I honestly couldn't force myself to finish yet another blog post about how "we're not yet sure what impact LLMs will have on society" or whatever beleaguered point the author was attempting to make.
"Some random person's take on LLMs" was maybe interesting in 2024. Today it is not even remotely interesting.
There are a gazillion more interesting things happening today that ought to be of interest to the median HN reader. Can we talk about those instead?
It sounds like you actually do want to talk about how much you don't want other people to talk about LLMs.

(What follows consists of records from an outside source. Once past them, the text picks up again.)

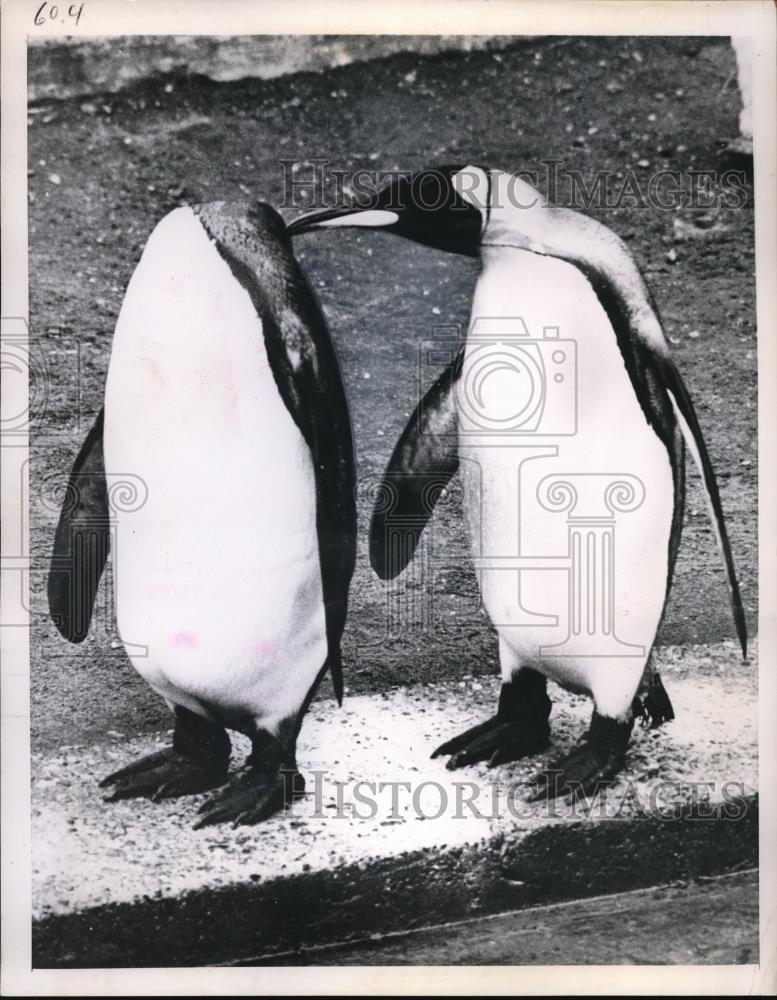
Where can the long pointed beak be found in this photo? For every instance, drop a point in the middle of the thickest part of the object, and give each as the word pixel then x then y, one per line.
pixel 341 217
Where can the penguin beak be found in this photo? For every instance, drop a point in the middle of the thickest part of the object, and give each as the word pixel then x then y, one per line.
pixel 425 207
pixel 331 218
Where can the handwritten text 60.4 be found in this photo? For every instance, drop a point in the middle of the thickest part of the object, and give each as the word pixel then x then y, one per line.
pixel 52 12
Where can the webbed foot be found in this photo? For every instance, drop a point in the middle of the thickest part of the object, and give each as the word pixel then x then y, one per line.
pixel 197 761
pixel 591 766
pixel 519 729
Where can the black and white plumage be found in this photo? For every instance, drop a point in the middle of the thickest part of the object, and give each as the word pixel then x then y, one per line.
pixel 231 581
pixel 545 268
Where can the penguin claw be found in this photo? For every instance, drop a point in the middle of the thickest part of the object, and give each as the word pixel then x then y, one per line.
pixel 163 775
pixel 585 771
pixel 495 741
pixel 251 798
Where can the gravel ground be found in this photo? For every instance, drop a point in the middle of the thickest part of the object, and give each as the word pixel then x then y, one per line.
pixel 87 853
pixel 105 167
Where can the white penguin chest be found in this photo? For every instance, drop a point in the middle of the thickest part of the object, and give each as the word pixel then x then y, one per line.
pixel 217 576
pixel 568 490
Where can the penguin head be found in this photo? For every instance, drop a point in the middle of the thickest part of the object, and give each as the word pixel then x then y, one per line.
pixel 442 207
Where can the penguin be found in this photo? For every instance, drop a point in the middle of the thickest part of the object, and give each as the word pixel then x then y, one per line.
pixel 564 385
pixel 224 397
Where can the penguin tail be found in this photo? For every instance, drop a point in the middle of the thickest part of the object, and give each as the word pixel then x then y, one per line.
pixel 335 665
pixel 689 424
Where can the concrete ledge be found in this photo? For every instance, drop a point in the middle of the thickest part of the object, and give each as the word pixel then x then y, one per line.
pixel 131 884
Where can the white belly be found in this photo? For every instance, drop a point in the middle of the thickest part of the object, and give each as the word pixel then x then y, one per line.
pixel 217 576
pixel 572 566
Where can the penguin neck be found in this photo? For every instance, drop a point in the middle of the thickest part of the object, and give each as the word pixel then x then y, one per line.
pixel 596 252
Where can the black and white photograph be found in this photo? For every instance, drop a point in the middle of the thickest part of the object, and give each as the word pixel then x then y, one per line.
pixel 381 499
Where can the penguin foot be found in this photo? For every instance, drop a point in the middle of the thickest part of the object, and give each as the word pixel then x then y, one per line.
pixel 519 728
pixel 591 766
pixel 164 775
pixel 254 795
pixel 495 741
pixel 197 761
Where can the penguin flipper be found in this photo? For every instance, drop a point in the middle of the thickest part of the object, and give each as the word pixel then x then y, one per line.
pixel 689 424
pixel 81 541
pixel 424 460
pixel 626 299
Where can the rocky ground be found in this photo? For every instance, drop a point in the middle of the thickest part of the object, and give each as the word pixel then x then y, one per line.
pixel 104 167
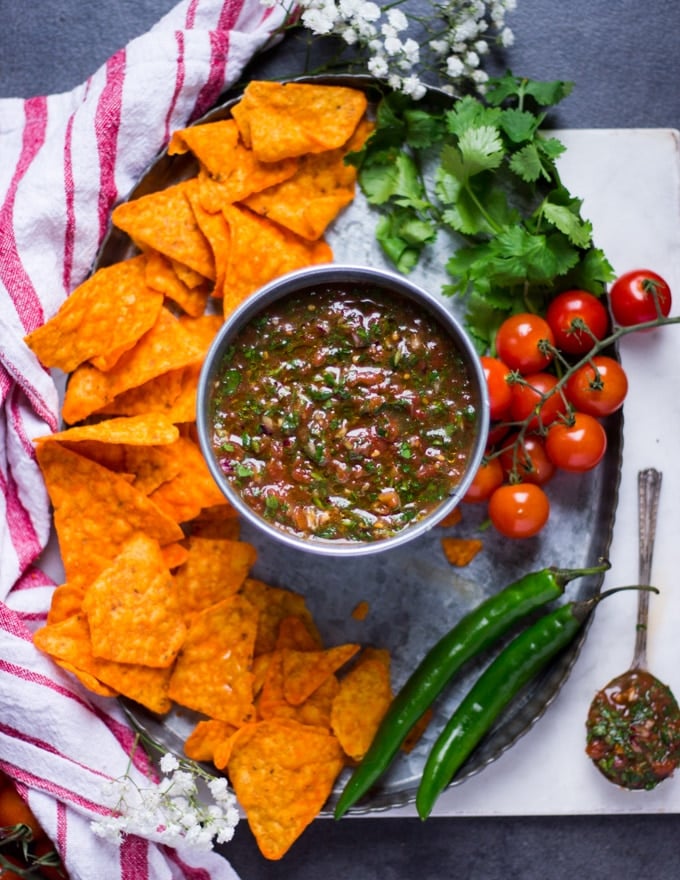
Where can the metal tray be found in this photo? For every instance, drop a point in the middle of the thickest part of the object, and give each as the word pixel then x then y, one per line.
pixel 413 593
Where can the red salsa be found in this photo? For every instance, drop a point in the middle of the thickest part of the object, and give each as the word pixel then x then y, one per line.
pixel 343 413
pixel 634 731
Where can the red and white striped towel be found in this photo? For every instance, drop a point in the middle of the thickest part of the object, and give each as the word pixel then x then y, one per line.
pixel 66 159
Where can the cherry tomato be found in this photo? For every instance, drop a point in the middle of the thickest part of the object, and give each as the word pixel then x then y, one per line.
pixel 519 510
pixel 598 387
pixel 577 445
pixel 500 391
pixel 488 478
pixel 570 313
pixel 531 396
pixel 634 297
pixel 527 460
pixel 524 341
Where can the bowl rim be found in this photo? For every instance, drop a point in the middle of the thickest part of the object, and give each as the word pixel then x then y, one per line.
pixel 288 284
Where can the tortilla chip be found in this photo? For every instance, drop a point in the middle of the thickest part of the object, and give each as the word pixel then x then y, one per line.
pixel 96 511
pixel 68 642
pixel 213 673
pixel 148 429
pixel 193 488
pixel 261 251
pixel 305 671
pixel 282 120
pixel 215 569
pixel 310 200
pixel 274 604
pixel 282 773
pixel 363 698
pixel 206 738
pixel 167 346
pixel 164 221
pixel 132 608
pixel 161 275
pixel 112 309
pixel 461 551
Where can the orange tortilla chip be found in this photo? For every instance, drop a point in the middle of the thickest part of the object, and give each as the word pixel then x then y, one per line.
pixel 215 569
pixel 261 251
pixel 213 673
pixel 274 604
pixel 282 773
pixel 363 698
pixel 161 275
pixel 282 120
pixel 305 671
pixel 193 488
pixel 206 738
pixel 167 346
pixel 148 429
pixel 96 511
pixel 461 551
pixel 165 221
pixel 68 642
pixel 310 200
pixel 112 309
pixel 132 608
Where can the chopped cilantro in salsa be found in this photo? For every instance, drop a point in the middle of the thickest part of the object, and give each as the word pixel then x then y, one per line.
pixel 343 414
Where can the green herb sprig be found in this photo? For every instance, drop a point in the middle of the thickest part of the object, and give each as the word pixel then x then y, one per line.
pixel 495 186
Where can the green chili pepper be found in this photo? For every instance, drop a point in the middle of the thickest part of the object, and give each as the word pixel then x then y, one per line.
pixel 512 669
pixel 471 635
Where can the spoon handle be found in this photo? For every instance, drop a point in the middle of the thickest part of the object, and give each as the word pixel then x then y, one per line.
pixel 649 487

i was doing an ML Sec phd a year or two before all this hype took off. i took one of the OG transformer papers along to present at our official little phd reading group when the paper was only a few months old (the details of this might be a bit sketchy here, was years ago now).
now i want nothing to do with the field in any way shape or form. i’m just done.
edit -- i got incredibly angry after writing this comment. pure hatred and spite for all the charlatans and accompanying bullshit.
The article goes on to assume there’s no 10x gain to be had but misses one big truth.
Needing to type the code is an enormous source of accidental difficulty (typing speed, typos, whether you can be arsed to put your hands on the keyboard today…) and it is gone thanks to coding agents.